Most of the narrative follows Ginnie’s conversation with Franklin, Selena’s irreverent older brother, whom Ginnie meets while Selena is inside. Ginnie appears repulsed by Franklin, who slinks into the room wearing pajamas, pressing his hand on a bleeding finger, which he accidentally cut in the bathroom. During their conversation, Franklin reveals that he once met Ginnie’s sister, Joan, and considers her the “Queen of the goddam snobs.” He also mentions that his unexplained heart troubles prohibited him from entering the Army, and that he has been working in an airplane factory for the past thirty-seven months. Because it is lunch time, Franklin offers Ginnie half of his chicken sandwich, and then goes inside to get ready for his friend Eric’s arrival. Eric and Franklin have plans to see Cocteau’s Beauty and the Beast, which Eric considers brilliant. While he is gone, Eric arrives and complains to Ginnie at length about his roommate, who is a writer.

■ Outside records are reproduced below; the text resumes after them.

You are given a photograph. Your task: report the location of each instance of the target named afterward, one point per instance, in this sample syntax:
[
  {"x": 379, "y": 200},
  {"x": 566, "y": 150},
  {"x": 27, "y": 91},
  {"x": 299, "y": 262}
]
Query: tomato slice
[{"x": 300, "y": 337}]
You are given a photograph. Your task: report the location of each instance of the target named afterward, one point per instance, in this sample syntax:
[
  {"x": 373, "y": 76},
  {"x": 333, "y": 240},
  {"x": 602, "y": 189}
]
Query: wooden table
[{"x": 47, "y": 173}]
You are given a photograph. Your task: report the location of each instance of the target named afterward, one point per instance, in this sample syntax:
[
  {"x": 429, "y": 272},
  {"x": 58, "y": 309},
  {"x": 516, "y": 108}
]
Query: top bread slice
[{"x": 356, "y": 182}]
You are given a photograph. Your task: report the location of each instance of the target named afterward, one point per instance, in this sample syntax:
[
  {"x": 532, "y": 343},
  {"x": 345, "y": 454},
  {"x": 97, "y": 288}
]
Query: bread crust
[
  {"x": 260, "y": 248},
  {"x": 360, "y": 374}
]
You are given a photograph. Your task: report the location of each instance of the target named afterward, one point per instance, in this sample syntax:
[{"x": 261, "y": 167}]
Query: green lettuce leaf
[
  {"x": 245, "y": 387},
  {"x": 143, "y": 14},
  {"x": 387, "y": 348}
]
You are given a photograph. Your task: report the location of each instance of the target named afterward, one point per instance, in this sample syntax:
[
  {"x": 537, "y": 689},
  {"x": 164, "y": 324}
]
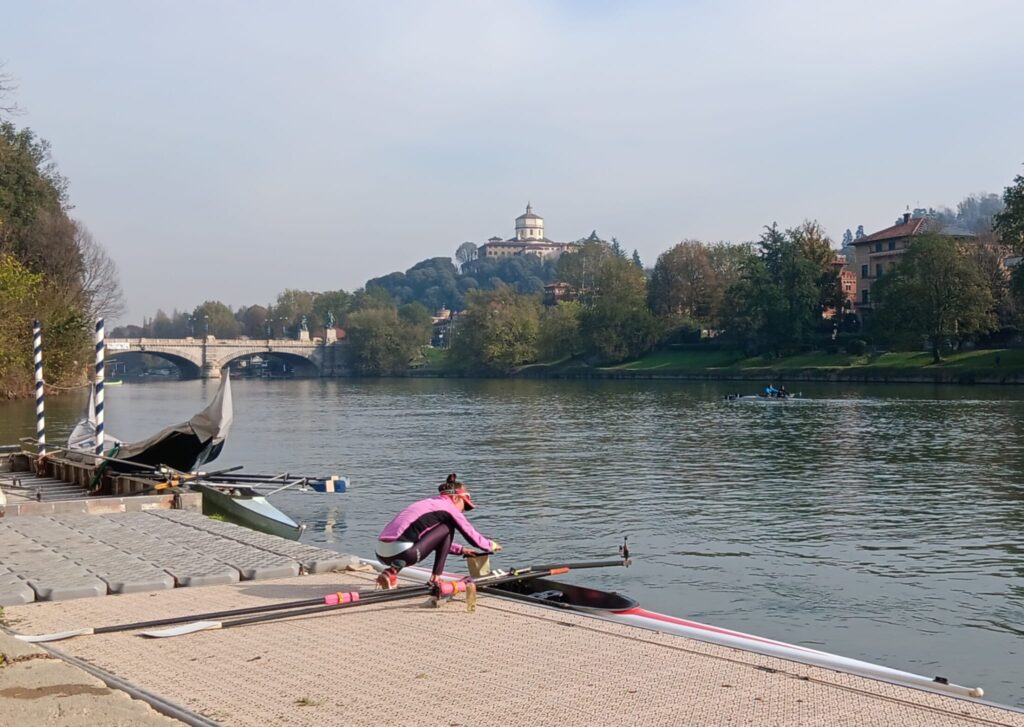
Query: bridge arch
[
  {"x": 187, "y": 368},
  {"x": 299, "y": 360}
]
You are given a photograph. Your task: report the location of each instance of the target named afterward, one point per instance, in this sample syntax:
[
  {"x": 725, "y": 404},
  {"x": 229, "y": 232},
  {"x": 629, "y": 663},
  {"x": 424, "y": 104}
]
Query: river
[{"x": 880, "y": 522}]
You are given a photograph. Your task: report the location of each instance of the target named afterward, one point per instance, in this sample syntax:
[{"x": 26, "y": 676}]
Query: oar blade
[
  {"x": 59, "y": 636},
  {"x": 182, "y": 630}
]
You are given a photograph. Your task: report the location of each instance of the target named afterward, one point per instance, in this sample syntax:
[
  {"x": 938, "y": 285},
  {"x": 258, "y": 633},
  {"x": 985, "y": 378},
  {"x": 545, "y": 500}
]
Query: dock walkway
[
  {"x": 507, "y": 664},
  {"x": 59, "y": 557}
]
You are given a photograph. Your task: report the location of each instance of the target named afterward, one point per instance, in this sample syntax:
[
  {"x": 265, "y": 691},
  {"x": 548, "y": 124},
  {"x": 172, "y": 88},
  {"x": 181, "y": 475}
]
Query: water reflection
[{"x": 881, "y": 522}]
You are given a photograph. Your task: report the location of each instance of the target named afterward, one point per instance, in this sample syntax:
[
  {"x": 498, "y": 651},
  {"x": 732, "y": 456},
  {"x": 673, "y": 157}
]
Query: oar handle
[{"x": 625, "y": 562}]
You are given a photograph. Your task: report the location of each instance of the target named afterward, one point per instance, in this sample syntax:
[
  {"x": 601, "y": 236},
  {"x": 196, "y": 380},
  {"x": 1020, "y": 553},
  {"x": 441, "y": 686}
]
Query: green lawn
[{"x": 1011, "y": 360}]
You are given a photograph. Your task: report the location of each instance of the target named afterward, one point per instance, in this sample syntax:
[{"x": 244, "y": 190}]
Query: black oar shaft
[
  {"x": 206, "y": 616},
  {"x": 584, "y": 564},
  {"x": 371, "y": 597},
  {"x": 381, "y": 597},
  {"x": 409, "y": 593}
]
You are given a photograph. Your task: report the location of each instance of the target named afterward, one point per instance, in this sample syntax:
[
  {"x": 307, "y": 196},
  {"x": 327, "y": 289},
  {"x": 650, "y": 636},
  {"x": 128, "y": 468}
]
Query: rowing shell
[{"x": 623, "y": 609}]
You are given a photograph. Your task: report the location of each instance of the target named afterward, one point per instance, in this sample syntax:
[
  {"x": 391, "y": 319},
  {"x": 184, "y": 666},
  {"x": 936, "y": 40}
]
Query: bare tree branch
[
  {"x": 100, "y": 286},
  {"x": 7, "y": 88}
]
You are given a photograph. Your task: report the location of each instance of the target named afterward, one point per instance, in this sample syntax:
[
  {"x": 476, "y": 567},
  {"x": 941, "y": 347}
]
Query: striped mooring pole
[
  {"x": 100, "y": 351},
  {"x": 37, "y": 355}
]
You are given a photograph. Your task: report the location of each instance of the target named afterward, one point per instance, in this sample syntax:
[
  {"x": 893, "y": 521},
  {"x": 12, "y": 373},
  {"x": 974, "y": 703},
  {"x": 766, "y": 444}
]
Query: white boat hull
[{"x": 665, "y": 624}]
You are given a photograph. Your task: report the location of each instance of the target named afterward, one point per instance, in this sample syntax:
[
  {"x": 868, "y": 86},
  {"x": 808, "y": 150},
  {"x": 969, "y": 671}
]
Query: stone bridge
[{"x": 205, "y": 357}]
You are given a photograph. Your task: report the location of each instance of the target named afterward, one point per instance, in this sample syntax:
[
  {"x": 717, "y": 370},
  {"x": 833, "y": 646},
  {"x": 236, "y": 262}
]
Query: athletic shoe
[{"x": 388, "y": 580}]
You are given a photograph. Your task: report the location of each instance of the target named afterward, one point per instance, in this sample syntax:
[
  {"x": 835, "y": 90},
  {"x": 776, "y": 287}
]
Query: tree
[
  {"x": 1010, "y": 222},
  {"x": 498, "y": 332},
  {"x": 18, "y": 291},
  {"x": 467, "y": 252},
  {"x": 382, "y": 343},
  {"x": 814, "y": 245},
  {"x": 7, "y": 88},
  {"x": 615, "y": 323},
  {"x": 559, "y": 335},
  {"x": 581, "y": 268},
  {"x": 684, "y": 284},
  {"x": 372, "y": 297},
  {"x": 777, "y": 303},
  {"x": 336, "y": 303},
  {"x": 100, "y": 295},
  {"x": 253, "y": 319},
  {"x": 38, "y": 243},
  {"x": 936, "y": 292}
]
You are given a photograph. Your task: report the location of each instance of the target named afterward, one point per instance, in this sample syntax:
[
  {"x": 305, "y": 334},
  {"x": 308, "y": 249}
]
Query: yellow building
[{"x": 878, "y": 253}]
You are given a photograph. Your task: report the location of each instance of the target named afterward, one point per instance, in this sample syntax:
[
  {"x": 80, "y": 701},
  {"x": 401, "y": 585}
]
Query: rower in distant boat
[{"x": 429, "y": 526}]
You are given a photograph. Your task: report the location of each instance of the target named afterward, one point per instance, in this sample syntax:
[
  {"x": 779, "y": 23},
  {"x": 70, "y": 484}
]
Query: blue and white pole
[
  {"x": 37, "y": 347},
  {"x": 100, "y": 351}
]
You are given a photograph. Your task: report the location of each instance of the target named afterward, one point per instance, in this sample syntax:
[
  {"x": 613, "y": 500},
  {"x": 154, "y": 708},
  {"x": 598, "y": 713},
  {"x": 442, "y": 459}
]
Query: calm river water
[{"x": 880, "y": 522}]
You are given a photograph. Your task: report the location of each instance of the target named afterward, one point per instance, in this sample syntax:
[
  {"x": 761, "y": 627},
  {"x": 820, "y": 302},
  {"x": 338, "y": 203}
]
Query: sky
[{"x": 231, "y": 150}]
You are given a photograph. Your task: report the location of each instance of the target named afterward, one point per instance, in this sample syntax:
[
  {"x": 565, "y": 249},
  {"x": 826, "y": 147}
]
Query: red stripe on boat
[{"x": 643, "y": 613}]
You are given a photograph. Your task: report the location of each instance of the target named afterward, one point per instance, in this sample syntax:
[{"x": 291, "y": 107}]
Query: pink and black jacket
[{"x": 413, "y": 523}]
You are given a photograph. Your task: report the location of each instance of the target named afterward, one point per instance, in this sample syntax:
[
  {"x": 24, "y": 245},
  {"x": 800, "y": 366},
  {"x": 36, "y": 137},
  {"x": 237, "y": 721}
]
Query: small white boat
[{"x": 626, "y": 610}]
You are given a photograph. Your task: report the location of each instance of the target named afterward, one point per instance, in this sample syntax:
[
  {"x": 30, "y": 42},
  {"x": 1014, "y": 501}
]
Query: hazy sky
[{"x": 231, "y": 150}]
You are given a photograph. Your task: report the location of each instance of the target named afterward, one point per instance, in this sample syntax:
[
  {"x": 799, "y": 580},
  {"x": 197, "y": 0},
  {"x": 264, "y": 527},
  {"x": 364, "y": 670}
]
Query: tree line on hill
[{"x": 51, "y": 267}]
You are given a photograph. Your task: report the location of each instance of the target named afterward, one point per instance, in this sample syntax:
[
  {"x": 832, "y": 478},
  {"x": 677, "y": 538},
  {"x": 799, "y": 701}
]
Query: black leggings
[{"x": 437, "y": 541}]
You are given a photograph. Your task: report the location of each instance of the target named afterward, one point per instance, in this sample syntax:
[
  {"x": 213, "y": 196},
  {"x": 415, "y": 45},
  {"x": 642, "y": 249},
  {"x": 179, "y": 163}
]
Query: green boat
[{"x": 245, "y": 506}]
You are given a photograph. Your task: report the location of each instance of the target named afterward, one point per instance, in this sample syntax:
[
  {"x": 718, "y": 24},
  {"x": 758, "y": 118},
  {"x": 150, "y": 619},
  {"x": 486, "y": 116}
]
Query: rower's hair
[{"x": 450, "y": 484}]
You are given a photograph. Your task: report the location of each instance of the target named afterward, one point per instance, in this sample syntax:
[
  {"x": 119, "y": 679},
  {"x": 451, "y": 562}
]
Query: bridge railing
[{"x": 237, "y": 342}]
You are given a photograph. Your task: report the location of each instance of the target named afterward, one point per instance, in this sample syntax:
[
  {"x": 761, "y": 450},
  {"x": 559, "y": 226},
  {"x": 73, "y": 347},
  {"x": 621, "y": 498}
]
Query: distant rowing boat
[{"x": 762, "y": 397}]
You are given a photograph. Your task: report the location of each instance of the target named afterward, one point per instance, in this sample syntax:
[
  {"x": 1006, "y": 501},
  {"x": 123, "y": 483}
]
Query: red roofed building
[
  {"x": 528, "y": 240},
  {"x": 878, "y": 254}
]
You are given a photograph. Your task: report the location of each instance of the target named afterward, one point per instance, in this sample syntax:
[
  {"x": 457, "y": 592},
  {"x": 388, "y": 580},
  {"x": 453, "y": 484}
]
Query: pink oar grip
[{"x": 333, "y": 599}]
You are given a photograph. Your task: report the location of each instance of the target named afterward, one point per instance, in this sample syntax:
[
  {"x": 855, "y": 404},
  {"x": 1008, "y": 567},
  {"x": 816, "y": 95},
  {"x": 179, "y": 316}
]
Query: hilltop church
[{"x": 528, "y": 240}]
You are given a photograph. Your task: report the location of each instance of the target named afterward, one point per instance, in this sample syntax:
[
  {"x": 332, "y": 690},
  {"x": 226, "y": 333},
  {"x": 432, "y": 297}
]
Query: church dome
[{"x": 529, "y": 225}]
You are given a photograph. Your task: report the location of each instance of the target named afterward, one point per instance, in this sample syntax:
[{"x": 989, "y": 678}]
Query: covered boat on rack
[
  {"x": 181, "y": 446},
  {"x": 623, "y": 609},
  {"x": 244, "y": 505}
]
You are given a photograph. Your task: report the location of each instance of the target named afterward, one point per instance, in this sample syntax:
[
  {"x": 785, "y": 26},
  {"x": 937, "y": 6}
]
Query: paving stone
[
  {"x": 62, "y": 589},
  {"x": 313, "y": 559}
]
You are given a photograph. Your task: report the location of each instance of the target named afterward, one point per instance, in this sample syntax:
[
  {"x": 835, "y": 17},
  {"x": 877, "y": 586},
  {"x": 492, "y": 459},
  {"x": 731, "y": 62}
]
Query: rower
[{"x": 429, "y": 526}]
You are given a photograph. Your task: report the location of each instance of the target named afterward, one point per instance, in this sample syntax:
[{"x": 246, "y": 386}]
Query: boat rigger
[{"x": 637, "y": 616}]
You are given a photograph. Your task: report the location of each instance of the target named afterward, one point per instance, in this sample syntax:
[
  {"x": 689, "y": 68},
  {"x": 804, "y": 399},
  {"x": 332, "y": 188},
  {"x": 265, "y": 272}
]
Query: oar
[
  {"x": 444, "y": 588},
  {"x": 330, "y": 600}
]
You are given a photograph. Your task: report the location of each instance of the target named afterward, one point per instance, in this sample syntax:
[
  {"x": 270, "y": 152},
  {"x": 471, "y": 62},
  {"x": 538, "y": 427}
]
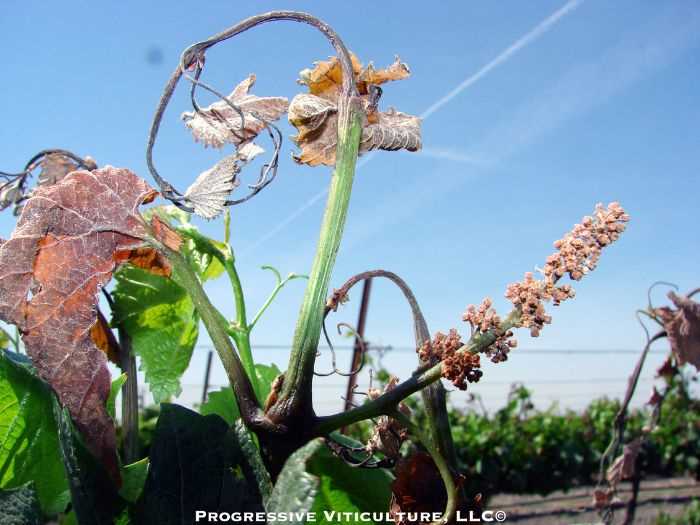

When Selena comes back to the living room with the money, Ginnie insists that Selena keep it. Ginnie also says she may come over later that afternoon, despite previously suggesting that she already had plans for that evening. During her walk to a bus stop, Ginnie considers throwing away the chicken sandwich Franklin gave her, but ultimately decides not to, remembering how it once took her three days to throw away a dead Easter chick.

==Analysis==
Many critics note the biblical symbolism that appears throughout this story. James E. Bryan argues that Franklin can be viewed as a Christ figure, in the same manner as the Fat Lady from Salinger’s Franny and Zooey, for Franklin is literally bleeding when Ginnie first meets him. Ginnie’s eventual acceptance of Franklin’s chicken sandwich, associated with her inability to discard a dead Easter chick, serves as her symbolic acceptance of Christ.